On The Low Cost Of Running Fast

One of the great appeals of running is its low barrier to entry.  If you’re not getting out the door and running, in all but the most extreme cases, it isn’t because you can’t afford it.  High tech wicking clothing is nice, and replacing your shoes every five hundred miles is recommended, but to experience the joys of running all anyone has to do is head out the door.

These low barriers to entry create the opportunity for a wide array of people to enjoy the sport recreationally, and for individuals from extremely impoverished localities to compete on the world stage.  There are a host of reasons why West Africans dominate distance running, but the amount of money invested is not one of them.

There are many reasons why Wilson Kiprotich holds the world record for the marathon (2:03:23, suckers). What his father does for a living is not chief among them.

This weekend I saw this point illustrated up close at a track meet in Red Hook.  The meet drew participants from all over the greater New York area.  There was a team there from Park Slope with matching black and white singlets, a tent, and a slew of coaches and there were kids there from the South Bronx in basketball shorts being followed around by a moms armed with nothing more than a bottle of water. Everyone lined up together and, by and large, the fastest kid won — no matter what he was wearing.  In one heat of the 100-meter dash I watched, a kid blew away the competition while wearing beat up trainers and the free polo shirt given out by a charter school.  In very few other sports is that possible.

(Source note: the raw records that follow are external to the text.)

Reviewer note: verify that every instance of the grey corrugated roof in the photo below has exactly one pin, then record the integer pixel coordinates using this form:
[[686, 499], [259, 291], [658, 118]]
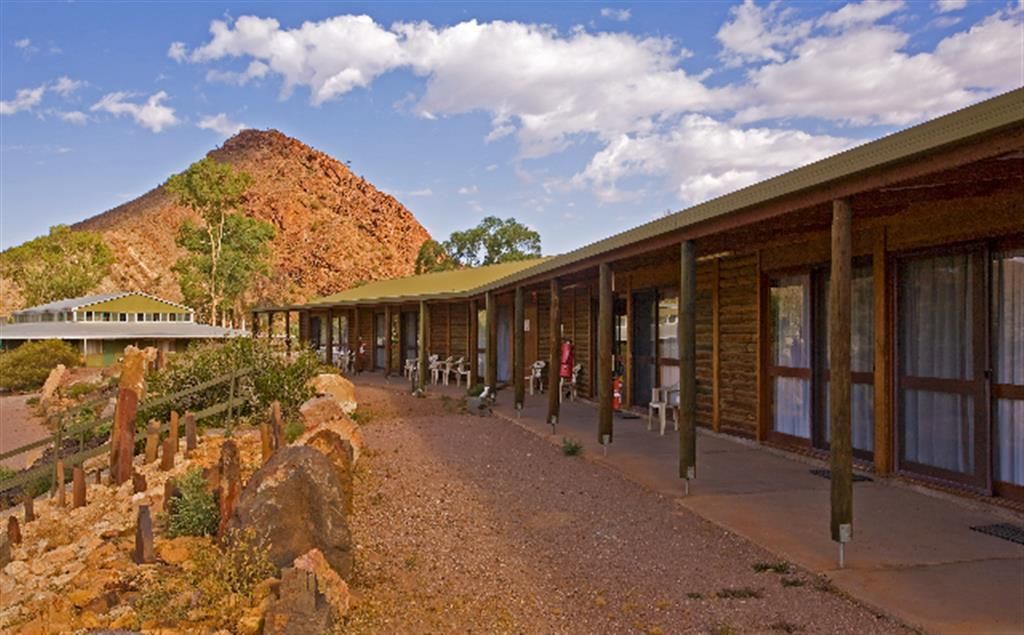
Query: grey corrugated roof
[[70, 303], [113, 331]]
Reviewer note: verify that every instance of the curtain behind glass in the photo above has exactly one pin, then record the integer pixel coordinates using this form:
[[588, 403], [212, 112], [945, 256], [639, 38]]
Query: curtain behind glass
[[791, 310], [1008, 360], [936, 341]]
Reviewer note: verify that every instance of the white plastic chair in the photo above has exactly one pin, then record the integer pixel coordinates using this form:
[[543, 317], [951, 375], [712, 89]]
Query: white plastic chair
[[662, 399], [537, 376]]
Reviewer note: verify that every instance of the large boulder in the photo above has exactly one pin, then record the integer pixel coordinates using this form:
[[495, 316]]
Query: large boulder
[[325, 413], [297, 502], [338, 388]]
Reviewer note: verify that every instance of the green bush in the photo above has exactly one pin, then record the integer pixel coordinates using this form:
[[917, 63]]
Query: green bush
[[272, 378], [27, 367], [193, 512]]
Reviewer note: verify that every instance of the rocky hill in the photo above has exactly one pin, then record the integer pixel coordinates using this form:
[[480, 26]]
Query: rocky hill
[[333, 228]]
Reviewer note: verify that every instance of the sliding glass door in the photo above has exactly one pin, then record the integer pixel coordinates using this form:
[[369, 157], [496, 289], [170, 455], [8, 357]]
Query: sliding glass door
[[943, 410], [1008, 365]]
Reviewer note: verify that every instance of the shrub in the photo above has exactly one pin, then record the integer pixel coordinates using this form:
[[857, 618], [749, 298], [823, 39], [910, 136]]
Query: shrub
[[193, 512], [27, 367], [272, 378], [570, 447]]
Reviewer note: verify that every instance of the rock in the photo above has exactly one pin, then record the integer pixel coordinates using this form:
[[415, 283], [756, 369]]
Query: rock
[[328, 582], [338, 388], [340, 453], [176, 550], [296, 609], [325, 413], [296, 502], [51, 384]]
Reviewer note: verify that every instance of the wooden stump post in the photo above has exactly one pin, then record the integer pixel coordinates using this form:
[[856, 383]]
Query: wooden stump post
[[30, 508], [278, 426], [61, 495], [554, 354], [123, 443], [143, 537], [78, 488], [840, 327], [152, 440], [604, 343], [167, 455], [230, 482], [174, 430], [138, 483], [266, 442], [190, 439], [13, 531]]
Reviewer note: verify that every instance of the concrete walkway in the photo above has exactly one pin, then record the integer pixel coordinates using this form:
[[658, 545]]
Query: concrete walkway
[[913, 554]]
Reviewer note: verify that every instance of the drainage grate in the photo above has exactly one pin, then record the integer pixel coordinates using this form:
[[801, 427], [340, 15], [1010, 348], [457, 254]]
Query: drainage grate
[[827, 474], [1003, 530]]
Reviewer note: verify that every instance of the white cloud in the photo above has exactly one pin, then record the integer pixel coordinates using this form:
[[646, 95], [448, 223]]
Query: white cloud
[[616, 14], [65, 86], [177, 51], [944, 6], [72, 117], [702, 158], [152, 114], [866, 12], [331, 56], [220, 124], [25, 99], [758, 34]]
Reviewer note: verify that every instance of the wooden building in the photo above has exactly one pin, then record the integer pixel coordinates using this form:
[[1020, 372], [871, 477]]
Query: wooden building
[[868, 306]]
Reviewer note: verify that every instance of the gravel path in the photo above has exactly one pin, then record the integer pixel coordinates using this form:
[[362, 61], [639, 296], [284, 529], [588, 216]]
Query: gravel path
[[470, 524]]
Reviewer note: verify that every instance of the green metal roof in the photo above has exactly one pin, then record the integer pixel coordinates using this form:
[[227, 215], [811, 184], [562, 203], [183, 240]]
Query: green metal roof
[[428, 286]]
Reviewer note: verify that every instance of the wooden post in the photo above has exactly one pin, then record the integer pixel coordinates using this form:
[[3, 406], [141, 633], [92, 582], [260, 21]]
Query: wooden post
[[421, 347], [143, 537], [30, 507], [61, 495], [167, 455], [387, 341], [78, 487], [554, 356], [152, 440], [687, 336], [518, 347], [124, 431], [716, 346], [190, 437], [266, 443], [883, 358], [840, 368], [473, 344], [288, 332], [173, 429], [329, 355], [605, 306], [491, 366], [13, 531]]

Sure, I know that at higher levels of racing larger incomes can draw better coaching, better cross training, and better equipment.  But to see these kids come together from such divergent backgrounds and race, and to have the fastest kid (not the most privleged kid) win was a refreshing break from the growing income disparity we see in New York and a nice reminder of what a wonderful and equalizing pursuit running can be.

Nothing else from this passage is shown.